The repayment rate option, which was much more stringent in previous iterations of the regulation -- and an alternative option to eligibility for exceptionally good programs -- appears to be a “safe harbor,” said Barmak Nassirian, associate executive director of the American Association of Collegiate Registrars and Admissions Officers. “Obviously in response to industry attack,” he said, referring to extensive lobbying efforts on the part of the Career College Association and the for-profits, “the department created multiple mechanisms for programs to qualify.”

Pauline Abernathy, vice president of the Institute for College and Success, echoed those sentiments. “When more than half the students with loans can’t afford to pay down the principal and yet the federal government continues to subsidize the program, there’s a problem,” she said. “I can only hope that making comments on that during the public comment period may help.”

Christine Lindstrom, U.S. Public Interest Research Group’s higher education program director, said she worried the rules wouldn’t go into place soon enough. “Students in these programs next year will see no new protections,” she said. “I don't want these standards to do too little, too late.”

More broadly, though, student debt advocates and critics of for-profit sector said they considered the proposed regulations promising.

“I applaud Secretary Duncan for moving forward with these new safeguards for students and taxpayers,” Harkin said. “This regulation is plain common sense. If a school can’t show that its students are repaying their college debt and not defaulting, this is a sure sign that the school is failing to prepare its students for gainful employment, as the law requires.”
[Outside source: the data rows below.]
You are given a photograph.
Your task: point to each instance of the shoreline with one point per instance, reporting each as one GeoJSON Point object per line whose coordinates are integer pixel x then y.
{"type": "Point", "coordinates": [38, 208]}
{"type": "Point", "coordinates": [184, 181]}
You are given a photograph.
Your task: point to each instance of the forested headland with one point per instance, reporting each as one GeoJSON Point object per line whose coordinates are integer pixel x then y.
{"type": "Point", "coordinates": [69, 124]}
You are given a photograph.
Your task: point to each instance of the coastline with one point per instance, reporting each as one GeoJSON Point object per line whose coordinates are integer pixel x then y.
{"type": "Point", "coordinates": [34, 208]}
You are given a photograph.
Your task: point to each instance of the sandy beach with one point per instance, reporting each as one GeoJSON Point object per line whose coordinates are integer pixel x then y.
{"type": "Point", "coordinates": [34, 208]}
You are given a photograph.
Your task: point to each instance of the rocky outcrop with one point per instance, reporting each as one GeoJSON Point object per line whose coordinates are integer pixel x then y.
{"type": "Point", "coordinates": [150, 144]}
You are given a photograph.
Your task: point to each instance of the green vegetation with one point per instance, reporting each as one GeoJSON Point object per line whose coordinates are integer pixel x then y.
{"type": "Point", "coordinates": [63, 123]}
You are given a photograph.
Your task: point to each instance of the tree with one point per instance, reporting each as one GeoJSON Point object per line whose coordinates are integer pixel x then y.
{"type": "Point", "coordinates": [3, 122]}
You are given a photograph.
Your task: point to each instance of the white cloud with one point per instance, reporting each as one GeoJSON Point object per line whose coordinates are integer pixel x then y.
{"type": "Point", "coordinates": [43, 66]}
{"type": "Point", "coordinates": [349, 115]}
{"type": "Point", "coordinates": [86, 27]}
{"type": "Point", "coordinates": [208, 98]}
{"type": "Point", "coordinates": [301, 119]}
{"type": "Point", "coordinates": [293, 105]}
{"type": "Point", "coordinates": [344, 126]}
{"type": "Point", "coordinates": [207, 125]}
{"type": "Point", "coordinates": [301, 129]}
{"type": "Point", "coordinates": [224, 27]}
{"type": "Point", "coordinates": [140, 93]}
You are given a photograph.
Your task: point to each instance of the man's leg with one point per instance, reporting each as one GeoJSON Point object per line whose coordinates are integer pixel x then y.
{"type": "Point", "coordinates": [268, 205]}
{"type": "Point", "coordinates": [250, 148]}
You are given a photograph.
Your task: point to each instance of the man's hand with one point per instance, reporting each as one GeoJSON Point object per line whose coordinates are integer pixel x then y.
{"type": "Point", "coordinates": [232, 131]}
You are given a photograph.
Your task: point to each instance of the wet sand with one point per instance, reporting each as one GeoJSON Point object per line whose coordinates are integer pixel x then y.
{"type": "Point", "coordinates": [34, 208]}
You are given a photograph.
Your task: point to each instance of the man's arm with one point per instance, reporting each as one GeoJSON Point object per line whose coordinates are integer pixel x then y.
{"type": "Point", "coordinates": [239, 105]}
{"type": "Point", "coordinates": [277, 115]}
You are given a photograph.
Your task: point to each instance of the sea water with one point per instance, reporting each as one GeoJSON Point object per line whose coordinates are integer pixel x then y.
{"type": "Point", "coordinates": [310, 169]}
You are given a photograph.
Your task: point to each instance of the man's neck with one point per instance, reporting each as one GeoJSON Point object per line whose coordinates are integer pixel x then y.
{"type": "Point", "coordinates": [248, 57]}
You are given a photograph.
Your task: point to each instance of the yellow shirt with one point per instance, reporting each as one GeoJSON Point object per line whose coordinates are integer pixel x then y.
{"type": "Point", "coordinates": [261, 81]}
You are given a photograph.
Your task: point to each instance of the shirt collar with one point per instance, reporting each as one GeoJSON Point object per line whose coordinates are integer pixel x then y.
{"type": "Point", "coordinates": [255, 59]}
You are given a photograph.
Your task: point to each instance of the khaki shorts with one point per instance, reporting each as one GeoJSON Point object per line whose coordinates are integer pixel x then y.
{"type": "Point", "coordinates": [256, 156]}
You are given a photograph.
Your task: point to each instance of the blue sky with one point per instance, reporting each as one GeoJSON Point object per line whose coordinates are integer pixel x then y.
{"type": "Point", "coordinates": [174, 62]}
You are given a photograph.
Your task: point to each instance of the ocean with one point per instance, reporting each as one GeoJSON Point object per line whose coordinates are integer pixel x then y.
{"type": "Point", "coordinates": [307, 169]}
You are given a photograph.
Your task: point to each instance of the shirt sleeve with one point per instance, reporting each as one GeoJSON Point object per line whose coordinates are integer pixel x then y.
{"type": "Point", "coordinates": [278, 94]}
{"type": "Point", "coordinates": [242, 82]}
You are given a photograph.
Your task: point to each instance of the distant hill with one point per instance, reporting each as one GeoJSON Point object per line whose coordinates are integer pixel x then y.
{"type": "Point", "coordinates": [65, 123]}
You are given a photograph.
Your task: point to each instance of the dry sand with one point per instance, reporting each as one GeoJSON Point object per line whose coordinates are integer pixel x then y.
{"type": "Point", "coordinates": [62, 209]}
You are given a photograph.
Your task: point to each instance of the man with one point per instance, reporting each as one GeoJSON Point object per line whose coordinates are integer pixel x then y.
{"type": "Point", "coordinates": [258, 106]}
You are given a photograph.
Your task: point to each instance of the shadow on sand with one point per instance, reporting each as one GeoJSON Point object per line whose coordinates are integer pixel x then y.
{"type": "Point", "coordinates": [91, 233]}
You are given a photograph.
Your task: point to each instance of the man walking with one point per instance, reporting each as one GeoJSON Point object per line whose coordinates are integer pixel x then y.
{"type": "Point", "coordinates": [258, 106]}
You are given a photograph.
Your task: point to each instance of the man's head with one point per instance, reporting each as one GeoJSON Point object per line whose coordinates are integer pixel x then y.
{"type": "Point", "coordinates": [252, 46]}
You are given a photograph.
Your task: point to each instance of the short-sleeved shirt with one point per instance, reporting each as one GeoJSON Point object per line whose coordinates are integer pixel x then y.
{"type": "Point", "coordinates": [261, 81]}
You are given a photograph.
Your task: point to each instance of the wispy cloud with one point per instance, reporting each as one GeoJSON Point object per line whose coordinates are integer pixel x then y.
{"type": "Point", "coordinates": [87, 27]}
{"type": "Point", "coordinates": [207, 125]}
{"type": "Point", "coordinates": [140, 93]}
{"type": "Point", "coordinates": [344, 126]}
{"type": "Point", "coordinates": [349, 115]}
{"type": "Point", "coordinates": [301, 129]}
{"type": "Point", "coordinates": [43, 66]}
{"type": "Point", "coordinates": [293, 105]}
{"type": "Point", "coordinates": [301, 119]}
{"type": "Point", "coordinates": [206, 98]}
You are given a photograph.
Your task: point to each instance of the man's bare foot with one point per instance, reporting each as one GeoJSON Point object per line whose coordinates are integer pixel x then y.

Nassirian said he was "not dancing with joy" after being briefed on the proposal, but that he was optimistic that it would prove to be “a step in the right direction and a down payment on comprehensive reform” of for-profit higher education. Harkin is leading that reform charge on Capitol Hill; the HELP committee will hold its second oversight hearing on the sector on Aug. 4.
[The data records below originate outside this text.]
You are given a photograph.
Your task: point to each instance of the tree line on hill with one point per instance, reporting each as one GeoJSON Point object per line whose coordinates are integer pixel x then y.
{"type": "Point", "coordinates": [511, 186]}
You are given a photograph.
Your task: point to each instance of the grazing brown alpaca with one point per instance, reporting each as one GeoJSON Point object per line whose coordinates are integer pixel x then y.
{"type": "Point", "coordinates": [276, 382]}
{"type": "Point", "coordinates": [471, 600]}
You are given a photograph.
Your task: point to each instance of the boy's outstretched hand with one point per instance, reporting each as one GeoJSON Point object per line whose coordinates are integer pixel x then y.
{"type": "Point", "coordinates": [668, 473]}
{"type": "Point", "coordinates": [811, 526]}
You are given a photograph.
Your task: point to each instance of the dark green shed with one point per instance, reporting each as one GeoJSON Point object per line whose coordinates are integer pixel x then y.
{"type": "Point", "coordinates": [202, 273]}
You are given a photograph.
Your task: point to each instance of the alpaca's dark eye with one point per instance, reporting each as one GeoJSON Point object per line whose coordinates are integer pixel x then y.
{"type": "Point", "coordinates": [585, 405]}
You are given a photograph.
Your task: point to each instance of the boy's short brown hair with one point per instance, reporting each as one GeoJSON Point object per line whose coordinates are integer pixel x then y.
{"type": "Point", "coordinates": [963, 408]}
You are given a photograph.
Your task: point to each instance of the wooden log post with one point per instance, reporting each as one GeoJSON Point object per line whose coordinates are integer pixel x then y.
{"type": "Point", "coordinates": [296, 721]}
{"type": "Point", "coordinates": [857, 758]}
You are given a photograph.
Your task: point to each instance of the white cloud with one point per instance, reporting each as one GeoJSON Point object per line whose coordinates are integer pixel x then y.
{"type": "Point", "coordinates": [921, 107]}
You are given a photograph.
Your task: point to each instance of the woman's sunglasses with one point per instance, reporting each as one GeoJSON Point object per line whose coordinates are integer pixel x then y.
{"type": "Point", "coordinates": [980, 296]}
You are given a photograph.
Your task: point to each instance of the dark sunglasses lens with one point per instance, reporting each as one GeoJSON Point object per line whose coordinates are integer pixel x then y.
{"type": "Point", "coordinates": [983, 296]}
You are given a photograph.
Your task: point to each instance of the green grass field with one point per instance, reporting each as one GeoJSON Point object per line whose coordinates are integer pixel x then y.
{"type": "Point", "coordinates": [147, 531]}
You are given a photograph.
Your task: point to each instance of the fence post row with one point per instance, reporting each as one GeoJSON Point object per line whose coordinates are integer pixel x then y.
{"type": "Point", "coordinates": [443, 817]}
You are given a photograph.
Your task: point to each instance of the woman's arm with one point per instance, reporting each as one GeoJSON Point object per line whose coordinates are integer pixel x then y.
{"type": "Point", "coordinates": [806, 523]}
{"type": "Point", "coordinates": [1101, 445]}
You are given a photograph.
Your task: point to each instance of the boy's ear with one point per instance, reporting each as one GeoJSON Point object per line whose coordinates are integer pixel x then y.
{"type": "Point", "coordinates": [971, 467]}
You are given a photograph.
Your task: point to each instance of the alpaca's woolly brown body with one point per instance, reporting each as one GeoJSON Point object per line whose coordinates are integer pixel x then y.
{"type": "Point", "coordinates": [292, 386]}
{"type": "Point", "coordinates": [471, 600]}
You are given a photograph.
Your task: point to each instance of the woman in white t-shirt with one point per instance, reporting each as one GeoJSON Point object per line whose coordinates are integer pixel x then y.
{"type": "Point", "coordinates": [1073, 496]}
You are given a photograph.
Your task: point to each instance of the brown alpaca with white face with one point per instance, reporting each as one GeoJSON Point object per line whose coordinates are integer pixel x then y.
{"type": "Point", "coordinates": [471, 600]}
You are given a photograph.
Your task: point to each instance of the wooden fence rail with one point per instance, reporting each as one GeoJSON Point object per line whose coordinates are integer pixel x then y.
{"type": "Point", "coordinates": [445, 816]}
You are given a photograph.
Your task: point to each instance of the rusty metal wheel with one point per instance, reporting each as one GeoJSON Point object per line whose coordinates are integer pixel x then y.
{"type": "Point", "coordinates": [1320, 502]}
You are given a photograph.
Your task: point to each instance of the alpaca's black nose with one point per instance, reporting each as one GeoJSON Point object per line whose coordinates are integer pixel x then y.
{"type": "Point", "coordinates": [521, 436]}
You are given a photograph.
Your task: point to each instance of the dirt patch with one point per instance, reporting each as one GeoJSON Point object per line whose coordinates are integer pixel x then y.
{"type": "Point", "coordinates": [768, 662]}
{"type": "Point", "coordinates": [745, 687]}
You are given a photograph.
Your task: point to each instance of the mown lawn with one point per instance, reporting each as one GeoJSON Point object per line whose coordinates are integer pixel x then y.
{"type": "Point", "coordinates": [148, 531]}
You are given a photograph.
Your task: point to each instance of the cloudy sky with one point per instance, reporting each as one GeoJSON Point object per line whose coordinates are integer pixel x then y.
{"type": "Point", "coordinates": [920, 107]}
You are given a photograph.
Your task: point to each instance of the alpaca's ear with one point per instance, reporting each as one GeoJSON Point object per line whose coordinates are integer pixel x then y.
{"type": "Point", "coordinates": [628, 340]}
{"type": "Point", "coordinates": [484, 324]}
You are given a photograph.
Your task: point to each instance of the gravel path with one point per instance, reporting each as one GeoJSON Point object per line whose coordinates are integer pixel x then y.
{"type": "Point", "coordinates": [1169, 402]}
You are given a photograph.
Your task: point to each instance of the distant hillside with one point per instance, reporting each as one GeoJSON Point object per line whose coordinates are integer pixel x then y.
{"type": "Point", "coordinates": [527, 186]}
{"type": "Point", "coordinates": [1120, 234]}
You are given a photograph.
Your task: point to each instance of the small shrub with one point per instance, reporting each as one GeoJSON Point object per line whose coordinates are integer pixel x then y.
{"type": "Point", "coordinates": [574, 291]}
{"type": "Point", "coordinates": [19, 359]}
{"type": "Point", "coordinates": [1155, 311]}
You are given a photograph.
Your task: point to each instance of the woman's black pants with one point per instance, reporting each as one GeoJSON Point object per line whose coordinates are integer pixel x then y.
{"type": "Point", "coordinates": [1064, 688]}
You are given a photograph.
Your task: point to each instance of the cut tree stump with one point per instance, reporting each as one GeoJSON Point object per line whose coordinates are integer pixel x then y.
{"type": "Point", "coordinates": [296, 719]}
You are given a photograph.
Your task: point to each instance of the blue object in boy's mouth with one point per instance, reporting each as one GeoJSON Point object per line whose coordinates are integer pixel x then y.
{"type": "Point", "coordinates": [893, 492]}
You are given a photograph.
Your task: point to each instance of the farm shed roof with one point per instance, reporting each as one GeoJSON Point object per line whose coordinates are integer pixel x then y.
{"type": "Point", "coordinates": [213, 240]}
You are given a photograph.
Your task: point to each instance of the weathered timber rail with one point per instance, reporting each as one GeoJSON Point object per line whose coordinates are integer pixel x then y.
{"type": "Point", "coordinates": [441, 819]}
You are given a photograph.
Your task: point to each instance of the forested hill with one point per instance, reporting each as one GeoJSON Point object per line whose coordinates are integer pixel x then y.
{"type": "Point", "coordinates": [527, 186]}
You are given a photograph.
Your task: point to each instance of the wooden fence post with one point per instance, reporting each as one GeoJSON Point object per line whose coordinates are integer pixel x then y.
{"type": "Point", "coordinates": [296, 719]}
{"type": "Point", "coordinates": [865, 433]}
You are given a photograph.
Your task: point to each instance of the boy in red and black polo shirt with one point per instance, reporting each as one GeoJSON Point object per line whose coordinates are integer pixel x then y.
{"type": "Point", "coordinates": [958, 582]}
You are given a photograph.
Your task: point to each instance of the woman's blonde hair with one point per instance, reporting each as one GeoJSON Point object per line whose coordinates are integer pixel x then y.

For-profit college officials were less enthusiastic and more reluctant to comment.

In a statement, the CCA said the metrics-based proposal “is unwise, unnecessary, unproven and is likely to harm students, employers, institutions and taxpayers.” Harris N. Miller, the group’s president, continued to push the same argument he has made for months, that “an approach based on a debt to earnings ratio is … by definition counterproductive.”

Instead, Miller urged the department to rely solely on disclosures published last month in an NPRM along with proposed rules for the other 13 program integrity issues. Programs will be required to disclose to the department and on their websites average student debt levels, as well as job placement and graduation rates. The comment period for that NPRM ends in early August.

Arthur Keiser, chair of CCA’s board of directors and chancellor and CEO of privately-held Keiser University, declined to comment without more information from the department.

The Apollo Group, parent of the University of Phoenix, said it would wait until examining the full regulation to provide detailed comments. Instead, it repeated the general critique of the rule it has had in the past. “Apollo cautions against policy with the potential for unintended consequences that could restrict educational access, limit students’ choices or unfairly disadvantage hundreds of thousands of historically underserved students. We advocate for a nondiscriminatory, systematic and deliberate process to explore how best to ensure students’ degree value and return on educational investment.”